Staff Editorial 1/17: Taking a shot at gun control legislation

On Wednesday afternoon, President Barack Obama spoke about gun control at the White House. In his speech, he said that tougher gun laws needed to be created and enforced to keep “our children safe.”

“In the days ahead, I intend to use whatever weight this office holds to make them a reality,” he said. “If there’s even one life that can be saved, then we’ve got an obligation to try.”

In 2012, there were 16 mass shootings leaving more than 80 people dead. Some of these shootings happened in places where people shouldn’t fear for their lives – a mall, a funeral home, a movie theater and a school.

Every week, there was one new shooting to report. There was one more body to count. There was one more family broken. In the midst of the tragedy, gun advocates and members of the National Rifle Association kept saying the infamous line, “Guns don’t kill people. People kill people.”

That solves nothing.

Fortunately, Florida is one of the many states that decided to hold a buyback program where people who own guns could exchange them for cash, no questions asked. In late December, the Opa-Locka gun buyback program set a record after the Sandy Hook Elementary School shooting.

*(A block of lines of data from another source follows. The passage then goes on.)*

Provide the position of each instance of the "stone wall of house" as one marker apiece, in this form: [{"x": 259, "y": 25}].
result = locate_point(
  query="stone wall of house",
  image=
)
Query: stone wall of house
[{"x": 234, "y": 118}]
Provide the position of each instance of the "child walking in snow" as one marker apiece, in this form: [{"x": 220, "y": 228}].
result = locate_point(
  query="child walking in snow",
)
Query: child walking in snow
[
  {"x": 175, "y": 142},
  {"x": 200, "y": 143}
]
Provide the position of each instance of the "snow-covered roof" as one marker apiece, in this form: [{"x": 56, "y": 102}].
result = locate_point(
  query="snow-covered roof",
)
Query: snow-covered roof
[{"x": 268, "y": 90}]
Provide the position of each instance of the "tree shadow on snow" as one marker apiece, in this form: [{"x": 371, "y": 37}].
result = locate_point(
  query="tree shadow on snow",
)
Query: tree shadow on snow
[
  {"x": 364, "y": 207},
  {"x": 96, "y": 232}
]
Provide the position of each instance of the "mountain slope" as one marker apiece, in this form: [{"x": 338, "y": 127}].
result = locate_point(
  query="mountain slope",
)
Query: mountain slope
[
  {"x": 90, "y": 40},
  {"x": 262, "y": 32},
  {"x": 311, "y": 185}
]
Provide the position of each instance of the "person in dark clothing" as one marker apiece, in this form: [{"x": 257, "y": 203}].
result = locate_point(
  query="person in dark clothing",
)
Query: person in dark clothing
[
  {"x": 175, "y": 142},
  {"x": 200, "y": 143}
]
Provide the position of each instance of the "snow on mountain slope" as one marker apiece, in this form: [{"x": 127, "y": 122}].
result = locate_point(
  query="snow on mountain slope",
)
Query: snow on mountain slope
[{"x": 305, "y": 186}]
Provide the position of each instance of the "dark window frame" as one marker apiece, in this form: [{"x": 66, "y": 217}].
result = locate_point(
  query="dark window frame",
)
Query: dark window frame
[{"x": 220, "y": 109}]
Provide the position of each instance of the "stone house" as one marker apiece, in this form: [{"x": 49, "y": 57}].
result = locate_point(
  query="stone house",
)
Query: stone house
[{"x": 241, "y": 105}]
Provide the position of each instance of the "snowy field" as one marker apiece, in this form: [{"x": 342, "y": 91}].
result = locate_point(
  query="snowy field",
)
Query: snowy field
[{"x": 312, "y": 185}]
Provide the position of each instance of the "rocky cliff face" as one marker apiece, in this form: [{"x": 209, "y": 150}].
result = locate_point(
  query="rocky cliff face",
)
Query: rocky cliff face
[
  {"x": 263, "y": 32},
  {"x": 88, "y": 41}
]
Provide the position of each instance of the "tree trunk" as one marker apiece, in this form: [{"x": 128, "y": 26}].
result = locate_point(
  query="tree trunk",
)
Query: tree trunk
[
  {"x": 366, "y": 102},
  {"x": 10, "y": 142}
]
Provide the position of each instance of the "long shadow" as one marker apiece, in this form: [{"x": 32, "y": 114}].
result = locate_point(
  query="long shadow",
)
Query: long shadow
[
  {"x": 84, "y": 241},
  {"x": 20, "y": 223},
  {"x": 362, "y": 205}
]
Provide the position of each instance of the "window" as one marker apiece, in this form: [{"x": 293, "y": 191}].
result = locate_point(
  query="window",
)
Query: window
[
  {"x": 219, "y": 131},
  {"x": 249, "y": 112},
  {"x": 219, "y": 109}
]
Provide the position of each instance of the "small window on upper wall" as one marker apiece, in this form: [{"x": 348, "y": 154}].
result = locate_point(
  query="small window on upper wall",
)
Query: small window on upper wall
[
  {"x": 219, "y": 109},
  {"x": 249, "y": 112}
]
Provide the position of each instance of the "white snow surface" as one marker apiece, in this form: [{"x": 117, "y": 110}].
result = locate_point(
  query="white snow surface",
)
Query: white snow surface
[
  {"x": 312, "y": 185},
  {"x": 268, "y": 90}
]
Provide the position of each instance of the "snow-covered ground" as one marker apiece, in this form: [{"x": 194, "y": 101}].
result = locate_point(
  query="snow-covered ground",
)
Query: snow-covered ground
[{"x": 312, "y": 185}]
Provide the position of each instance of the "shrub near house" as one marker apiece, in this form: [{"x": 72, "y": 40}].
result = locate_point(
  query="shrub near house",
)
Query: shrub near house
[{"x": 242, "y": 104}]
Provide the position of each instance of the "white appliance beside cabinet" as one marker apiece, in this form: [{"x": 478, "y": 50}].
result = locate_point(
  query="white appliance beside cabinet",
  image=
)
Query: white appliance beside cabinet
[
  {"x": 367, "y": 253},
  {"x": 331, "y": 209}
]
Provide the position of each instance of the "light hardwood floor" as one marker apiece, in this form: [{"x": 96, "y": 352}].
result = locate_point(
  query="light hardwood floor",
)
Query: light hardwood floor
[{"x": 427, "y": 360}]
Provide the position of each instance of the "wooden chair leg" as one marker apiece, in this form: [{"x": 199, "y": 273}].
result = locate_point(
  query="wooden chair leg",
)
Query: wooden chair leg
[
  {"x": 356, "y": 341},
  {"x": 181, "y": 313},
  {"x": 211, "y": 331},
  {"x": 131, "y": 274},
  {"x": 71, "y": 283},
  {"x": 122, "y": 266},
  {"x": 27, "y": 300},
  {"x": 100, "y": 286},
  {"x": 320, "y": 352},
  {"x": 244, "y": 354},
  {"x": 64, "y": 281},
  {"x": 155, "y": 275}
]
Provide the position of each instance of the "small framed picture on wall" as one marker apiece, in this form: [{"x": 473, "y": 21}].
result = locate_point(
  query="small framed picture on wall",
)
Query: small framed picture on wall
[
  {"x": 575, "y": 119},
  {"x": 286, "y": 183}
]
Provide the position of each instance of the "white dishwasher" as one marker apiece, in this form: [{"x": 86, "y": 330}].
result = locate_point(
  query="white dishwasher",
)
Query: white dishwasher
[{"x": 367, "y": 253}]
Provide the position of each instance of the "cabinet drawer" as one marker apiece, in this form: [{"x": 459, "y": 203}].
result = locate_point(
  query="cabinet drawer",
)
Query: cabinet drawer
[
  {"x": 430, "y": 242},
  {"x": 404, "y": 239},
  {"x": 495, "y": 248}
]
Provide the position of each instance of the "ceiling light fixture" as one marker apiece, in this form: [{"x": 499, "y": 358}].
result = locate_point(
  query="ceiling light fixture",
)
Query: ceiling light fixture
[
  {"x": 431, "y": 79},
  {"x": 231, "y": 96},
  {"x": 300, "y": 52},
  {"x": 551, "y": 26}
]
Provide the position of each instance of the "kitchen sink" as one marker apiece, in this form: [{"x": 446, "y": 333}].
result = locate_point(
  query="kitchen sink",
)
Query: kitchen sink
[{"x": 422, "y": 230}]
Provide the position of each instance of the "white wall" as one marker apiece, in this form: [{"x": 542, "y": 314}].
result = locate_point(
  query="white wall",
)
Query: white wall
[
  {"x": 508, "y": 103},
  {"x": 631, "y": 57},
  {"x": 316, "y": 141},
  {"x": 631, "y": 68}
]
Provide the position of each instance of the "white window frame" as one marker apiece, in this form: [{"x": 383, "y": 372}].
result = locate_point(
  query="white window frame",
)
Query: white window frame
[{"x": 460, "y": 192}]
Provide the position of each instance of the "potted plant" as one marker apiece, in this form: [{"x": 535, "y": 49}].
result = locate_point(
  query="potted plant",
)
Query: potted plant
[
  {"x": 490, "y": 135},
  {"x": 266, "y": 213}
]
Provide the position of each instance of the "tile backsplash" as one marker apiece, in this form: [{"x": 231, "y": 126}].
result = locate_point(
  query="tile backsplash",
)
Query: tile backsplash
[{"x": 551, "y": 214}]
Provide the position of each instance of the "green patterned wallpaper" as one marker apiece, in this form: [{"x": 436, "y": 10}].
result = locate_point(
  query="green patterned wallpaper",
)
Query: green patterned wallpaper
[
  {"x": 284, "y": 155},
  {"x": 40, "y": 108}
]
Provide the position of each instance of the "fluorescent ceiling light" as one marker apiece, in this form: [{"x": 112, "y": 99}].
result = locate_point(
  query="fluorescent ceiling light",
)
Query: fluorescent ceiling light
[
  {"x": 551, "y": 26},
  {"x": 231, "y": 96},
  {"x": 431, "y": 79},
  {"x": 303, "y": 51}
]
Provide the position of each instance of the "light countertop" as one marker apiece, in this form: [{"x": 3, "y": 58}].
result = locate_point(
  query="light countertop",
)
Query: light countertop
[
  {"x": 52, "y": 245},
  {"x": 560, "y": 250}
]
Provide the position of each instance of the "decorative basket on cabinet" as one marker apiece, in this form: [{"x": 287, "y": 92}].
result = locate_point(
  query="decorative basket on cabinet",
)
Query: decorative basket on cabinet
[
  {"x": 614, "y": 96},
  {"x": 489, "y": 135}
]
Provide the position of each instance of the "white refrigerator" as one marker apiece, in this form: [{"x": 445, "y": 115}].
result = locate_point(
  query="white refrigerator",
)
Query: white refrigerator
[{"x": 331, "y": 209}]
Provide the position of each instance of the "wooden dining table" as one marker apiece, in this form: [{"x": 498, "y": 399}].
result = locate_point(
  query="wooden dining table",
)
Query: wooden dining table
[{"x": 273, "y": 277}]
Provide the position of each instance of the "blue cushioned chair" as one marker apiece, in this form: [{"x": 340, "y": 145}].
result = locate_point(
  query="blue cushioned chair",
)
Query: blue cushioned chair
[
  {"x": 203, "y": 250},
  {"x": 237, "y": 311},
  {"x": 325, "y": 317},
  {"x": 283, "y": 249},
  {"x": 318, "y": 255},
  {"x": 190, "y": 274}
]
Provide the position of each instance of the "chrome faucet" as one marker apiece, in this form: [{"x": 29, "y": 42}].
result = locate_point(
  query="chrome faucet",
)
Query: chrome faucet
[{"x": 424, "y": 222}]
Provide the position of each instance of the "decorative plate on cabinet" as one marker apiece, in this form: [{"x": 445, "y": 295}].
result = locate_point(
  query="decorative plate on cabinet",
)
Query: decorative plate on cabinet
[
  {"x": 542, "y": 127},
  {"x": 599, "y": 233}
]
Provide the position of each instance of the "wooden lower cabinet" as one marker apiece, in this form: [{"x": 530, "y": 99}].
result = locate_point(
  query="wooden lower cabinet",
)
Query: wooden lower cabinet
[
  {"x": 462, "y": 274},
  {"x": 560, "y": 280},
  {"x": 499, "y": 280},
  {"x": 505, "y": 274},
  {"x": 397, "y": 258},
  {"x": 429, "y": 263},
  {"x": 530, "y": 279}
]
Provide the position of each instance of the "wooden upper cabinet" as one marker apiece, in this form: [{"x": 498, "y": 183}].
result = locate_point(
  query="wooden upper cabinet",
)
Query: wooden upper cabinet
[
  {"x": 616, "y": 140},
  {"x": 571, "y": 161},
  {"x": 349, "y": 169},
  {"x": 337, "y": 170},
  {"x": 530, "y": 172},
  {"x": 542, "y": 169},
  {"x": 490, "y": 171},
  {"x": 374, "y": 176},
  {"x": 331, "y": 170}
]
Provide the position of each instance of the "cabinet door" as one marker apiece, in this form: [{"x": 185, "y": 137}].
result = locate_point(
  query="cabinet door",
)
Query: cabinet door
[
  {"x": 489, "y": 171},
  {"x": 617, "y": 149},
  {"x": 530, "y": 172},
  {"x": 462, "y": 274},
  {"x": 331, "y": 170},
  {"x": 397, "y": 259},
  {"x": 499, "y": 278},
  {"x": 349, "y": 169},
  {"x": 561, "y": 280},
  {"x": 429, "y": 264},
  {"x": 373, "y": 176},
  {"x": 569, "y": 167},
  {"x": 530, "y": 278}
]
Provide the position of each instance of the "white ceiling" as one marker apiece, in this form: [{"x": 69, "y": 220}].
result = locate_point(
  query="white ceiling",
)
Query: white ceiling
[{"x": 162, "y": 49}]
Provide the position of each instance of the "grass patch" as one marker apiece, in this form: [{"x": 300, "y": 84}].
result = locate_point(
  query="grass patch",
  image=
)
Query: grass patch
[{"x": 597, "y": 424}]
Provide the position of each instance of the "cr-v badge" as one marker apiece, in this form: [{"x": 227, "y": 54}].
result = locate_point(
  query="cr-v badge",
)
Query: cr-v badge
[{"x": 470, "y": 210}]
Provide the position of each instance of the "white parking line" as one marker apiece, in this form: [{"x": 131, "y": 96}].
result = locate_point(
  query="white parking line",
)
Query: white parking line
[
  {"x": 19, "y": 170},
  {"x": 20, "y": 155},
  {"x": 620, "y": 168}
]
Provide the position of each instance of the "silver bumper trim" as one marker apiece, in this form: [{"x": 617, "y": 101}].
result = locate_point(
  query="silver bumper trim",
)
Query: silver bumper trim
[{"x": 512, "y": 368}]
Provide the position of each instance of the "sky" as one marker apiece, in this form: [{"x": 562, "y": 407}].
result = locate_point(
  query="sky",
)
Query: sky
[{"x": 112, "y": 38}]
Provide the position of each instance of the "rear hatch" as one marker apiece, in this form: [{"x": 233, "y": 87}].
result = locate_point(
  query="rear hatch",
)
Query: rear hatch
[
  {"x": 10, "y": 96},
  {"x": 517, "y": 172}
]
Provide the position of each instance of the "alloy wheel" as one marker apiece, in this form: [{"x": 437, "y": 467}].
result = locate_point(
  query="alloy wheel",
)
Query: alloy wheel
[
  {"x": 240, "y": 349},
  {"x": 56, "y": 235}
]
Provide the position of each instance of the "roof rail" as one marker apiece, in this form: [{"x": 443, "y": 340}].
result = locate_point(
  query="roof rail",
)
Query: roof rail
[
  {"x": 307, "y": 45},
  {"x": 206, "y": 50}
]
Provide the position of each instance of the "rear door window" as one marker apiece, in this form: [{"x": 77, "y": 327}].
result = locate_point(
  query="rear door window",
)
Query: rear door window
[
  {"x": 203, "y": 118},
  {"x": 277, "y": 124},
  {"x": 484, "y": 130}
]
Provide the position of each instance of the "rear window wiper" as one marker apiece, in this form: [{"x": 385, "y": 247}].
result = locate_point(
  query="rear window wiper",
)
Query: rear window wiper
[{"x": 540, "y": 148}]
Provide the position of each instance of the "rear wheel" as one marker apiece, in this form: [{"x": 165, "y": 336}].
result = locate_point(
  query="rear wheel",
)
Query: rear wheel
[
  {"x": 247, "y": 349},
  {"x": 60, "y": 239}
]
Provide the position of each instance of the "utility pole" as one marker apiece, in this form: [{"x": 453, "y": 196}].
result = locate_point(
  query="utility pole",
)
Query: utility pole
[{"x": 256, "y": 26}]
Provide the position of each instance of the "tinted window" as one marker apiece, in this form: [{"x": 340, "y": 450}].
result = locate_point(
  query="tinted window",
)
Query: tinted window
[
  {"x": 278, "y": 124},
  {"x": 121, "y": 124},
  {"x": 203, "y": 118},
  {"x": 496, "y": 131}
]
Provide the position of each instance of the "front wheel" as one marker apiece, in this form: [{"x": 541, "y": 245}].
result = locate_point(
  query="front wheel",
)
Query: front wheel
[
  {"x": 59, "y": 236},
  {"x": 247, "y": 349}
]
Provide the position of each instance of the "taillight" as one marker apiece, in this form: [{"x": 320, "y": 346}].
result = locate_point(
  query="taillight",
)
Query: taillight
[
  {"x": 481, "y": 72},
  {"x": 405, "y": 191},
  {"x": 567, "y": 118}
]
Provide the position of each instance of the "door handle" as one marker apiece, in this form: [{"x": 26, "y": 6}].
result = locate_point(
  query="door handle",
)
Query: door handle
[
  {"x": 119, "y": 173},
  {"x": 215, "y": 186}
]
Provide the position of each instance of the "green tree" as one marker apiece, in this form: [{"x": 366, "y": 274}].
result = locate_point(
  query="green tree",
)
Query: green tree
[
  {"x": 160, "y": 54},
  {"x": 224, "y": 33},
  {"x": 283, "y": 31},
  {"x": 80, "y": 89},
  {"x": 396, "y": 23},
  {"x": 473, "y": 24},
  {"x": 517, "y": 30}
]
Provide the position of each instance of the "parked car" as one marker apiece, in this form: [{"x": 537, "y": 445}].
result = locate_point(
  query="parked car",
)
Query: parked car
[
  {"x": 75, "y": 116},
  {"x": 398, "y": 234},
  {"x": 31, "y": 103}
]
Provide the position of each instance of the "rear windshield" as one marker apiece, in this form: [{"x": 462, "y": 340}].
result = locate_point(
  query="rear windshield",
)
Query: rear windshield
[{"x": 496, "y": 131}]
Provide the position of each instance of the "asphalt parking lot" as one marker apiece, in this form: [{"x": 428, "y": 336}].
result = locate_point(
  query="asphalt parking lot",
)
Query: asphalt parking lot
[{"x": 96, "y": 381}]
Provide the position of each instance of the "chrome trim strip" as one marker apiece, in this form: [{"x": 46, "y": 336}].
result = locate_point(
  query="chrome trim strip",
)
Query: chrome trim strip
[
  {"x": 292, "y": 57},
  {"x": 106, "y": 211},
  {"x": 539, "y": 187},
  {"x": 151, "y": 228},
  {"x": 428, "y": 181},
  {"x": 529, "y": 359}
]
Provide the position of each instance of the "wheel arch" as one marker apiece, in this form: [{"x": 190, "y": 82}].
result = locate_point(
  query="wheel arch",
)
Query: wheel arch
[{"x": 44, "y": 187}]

More than 100 weapons were turned in. For every handgun, owners received up to $50 and for every rifle, owners received up to $100. The buyback program before that was held in June and only 58 guns were turned in.

Some gun owners are obviously starting to realize that having a gun may not be as safe as one would hope. Though owning a gun may instill a sense of power, it also instills a sense of fear. At any given moment, your gun could end up in the wrong hands. Worse, your emotions could lead you to use your gun to make the wrong move. And there is no turning back from that.

Fighting violence with violence has never been the answer. The infamous saying “two wrongs don’t make a right” holds true in all cases, including the use of guns.

In the U.S. Constitution, the Second Amendment states that everyone has the right to keep and bear arms. But the Second Amendment was also adopted in 1791, when guns took two minutes to reload and technology was practically nonexistent. In this day and age, the right to bear arms has given people the right to bear assault weapons. That was not what the Founding Fathers intended.

Obama’s message is a step in the right direction. Stricter gun laws may not stop the nut cases or the serial killers, but a restriction is better than a limitless right.

If states are moving gun owners to return their weapons, then Congress can move a country to a new state of mind – where the right to bear arms is not infringed upon, but the right to bear weapons is.

Editorials represent the majority view of The Miami Hurricane editorial board.